The 2018 Iron Dog is underway with just under 30 teams participating. Each team is made up of two racers. Palin is paired with Iron Dog veteran Shane Barber, a racer he’s worked with before. To become a vet of the race, one must complete the full course. A racer is considered a rookie until reaching the finish line even if he/she participated more than once. Team #11 (Palin-Barber) started their latest quest for a title Sunday, embarking on a monster trail of twists, turns, and treachery. The Iron Dog spans a robust, unpredictable 2,031 miles.
Former Alaska Governor Sarah Palin was there to see her husband’s Team #11 start their journey. The Palin family has enthusiastically supported Todd Palin at the start and at the finish line each and every year.
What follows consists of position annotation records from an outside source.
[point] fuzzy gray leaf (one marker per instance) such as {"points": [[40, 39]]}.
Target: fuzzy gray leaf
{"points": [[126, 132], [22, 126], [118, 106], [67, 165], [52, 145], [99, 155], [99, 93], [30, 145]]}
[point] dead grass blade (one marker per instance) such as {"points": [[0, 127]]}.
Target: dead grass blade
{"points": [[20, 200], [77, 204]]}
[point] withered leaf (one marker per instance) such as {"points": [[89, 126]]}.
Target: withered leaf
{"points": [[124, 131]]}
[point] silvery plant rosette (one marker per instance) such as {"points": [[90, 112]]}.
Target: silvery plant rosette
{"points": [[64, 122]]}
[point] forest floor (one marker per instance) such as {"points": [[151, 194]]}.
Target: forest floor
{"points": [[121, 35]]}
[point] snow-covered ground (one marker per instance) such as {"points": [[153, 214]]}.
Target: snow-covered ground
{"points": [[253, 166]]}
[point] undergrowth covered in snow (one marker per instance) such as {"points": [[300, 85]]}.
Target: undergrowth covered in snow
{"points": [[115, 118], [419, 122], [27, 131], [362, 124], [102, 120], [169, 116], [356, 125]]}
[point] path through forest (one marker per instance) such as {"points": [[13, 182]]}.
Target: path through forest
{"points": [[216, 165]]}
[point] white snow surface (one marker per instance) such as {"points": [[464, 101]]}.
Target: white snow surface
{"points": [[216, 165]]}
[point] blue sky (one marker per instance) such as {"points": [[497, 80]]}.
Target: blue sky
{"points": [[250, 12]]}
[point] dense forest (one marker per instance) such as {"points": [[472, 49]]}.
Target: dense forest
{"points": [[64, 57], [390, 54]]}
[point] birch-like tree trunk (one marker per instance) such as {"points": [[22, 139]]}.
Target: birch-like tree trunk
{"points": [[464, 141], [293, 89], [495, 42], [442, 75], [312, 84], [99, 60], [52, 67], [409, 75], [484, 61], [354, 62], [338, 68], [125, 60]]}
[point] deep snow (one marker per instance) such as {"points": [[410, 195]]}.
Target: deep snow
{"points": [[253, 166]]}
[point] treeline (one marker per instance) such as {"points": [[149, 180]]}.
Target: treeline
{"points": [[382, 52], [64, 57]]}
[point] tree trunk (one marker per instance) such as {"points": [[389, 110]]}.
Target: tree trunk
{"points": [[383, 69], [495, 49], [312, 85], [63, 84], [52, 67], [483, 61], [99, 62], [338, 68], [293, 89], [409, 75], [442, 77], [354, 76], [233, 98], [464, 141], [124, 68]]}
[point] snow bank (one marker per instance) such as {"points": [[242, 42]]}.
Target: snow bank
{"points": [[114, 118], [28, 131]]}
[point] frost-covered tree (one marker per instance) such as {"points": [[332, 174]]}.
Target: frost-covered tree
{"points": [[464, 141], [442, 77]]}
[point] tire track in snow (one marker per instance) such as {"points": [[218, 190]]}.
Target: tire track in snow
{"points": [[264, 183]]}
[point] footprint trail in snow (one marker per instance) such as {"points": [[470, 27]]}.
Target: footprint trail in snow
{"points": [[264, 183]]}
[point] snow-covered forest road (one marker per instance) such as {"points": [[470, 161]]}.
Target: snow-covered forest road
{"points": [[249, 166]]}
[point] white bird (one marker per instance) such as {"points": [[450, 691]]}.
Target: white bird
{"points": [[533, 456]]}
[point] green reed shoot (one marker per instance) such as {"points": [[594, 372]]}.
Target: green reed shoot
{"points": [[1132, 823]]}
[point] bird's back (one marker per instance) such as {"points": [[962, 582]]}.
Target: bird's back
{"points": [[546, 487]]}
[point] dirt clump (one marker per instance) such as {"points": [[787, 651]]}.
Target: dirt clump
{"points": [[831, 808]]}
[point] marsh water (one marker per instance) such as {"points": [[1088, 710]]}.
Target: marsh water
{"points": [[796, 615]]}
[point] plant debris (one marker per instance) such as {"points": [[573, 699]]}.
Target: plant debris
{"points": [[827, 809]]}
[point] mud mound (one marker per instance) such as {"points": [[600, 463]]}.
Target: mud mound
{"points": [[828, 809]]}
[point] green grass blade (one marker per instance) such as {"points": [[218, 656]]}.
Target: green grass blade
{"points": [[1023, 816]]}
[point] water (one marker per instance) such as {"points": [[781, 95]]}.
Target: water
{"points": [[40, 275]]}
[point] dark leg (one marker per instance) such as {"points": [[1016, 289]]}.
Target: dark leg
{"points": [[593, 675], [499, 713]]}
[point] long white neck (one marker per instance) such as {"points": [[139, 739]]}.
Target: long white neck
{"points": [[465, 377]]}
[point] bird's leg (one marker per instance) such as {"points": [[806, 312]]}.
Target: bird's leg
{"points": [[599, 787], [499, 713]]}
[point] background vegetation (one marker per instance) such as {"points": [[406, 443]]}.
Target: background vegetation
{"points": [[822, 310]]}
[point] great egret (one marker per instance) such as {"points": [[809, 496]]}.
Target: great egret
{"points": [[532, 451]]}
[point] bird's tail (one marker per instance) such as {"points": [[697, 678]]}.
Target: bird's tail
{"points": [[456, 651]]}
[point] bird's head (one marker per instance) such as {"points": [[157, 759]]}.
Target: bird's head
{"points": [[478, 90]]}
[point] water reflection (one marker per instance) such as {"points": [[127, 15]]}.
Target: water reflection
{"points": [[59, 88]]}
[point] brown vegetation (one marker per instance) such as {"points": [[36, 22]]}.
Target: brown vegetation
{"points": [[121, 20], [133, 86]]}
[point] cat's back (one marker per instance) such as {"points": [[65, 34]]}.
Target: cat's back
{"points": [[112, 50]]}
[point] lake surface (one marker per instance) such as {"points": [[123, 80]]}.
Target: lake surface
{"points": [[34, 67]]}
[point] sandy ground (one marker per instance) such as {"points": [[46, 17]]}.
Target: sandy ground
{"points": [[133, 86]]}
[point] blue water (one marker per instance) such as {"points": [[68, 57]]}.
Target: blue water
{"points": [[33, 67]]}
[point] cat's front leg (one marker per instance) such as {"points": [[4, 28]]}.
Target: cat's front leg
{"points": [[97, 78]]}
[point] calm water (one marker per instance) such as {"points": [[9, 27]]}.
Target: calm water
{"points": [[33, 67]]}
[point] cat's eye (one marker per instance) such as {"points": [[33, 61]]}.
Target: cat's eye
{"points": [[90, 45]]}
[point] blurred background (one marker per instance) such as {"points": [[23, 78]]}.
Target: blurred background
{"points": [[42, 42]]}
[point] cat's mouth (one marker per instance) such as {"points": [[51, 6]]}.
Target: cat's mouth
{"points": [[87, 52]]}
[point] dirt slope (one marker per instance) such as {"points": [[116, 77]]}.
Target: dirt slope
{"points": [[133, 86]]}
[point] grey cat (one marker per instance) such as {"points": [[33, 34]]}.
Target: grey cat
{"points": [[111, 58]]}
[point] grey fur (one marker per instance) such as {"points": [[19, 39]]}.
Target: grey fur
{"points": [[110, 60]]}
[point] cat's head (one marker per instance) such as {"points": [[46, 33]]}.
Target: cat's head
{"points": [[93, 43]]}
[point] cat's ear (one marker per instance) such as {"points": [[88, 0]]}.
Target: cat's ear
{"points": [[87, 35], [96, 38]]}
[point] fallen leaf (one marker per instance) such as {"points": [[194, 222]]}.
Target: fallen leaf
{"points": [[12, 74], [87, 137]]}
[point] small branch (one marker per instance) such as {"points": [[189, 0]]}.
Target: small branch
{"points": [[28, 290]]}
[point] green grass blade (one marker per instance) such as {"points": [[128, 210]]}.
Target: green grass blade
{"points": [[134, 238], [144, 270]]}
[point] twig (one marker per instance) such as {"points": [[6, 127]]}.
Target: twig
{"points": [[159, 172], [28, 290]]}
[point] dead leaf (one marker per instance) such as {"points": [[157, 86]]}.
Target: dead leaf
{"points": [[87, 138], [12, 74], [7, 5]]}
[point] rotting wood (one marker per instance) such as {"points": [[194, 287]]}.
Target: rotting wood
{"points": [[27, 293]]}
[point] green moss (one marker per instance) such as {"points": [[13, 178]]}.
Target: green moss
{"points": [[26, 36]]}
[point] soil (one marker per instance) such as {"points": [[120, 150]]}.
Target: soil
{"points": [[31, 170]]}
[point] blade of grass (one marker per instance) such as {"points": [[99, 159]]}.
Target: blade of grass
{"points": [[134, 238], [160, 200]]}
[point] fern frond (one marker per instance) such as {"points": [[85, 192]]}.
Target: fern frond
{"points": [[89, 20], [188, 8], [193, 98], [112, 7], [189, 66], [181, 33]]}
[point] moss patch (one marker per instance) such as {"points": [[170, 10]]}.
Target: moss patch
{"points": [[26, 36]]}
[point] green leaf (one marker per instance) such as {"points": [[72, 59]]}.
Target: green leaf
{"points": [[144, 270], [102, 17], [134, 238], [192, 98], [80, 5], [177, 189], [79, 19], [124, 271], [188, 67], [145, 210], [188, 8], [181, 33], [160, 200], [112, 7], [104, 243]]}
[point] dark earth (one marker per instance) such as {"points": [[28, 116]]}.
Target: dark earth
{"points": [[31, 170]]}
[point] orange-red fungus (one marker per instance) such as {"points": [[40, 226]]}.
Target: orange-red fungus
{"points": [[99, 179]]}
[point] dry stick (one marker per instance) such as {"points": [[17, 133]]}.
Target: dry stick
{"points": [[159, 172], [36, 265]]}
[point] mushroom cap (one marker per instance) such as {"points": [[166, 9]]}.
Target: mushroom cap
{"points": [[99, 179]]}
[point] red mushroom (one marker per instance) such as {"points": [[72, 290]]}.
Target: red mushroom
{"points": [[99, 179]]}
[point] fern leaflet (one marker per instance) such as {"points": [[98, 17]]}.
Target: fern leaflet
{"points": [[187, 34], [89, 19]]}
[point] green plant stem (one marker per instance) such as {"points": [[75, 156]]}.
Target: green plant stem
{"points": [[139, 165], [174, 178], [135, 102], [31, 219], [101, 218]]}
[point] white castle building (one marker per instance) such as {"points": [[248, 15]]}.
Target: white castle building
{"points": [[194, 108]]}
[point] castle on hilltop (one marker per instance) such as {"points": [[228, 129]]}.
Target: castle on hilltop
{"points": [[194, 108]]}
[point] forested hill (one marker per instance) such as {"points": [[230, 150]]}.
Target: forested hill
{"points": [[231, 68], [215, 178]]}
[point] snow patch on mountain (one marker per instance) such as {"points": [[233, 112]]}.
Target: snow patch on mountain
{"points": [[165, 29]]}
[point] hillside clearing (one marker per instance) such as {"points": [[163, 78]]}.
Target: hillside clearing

Along with Governor Palin, a few of the Palin children were also at the starting line to wish their dad the best on Sunday.
Todd Palin’s continued participation in this iconic race is something that was put in jeopardy less than two years ago. Palin suffered severe injuries in a serious snowmachine crash in March of 2016. Amazingly, he recovered enough to get right back on his snowmachine for last year’s race and now again in 2018. Palin is Alaska tough, just like the Iron Dog race itself.
To reach that finish line, teams will tackle weather conditions and repair shocks and engines. It’s a different adventure from checkpoint to checkpoint. But, Palin’s been here before. He knows what it takes to not only finish, but to win this challenging ordeal. So how do you tame this dog? “You just have to have a clean run and you have to be steady,” Palin said. “Everything has to click.”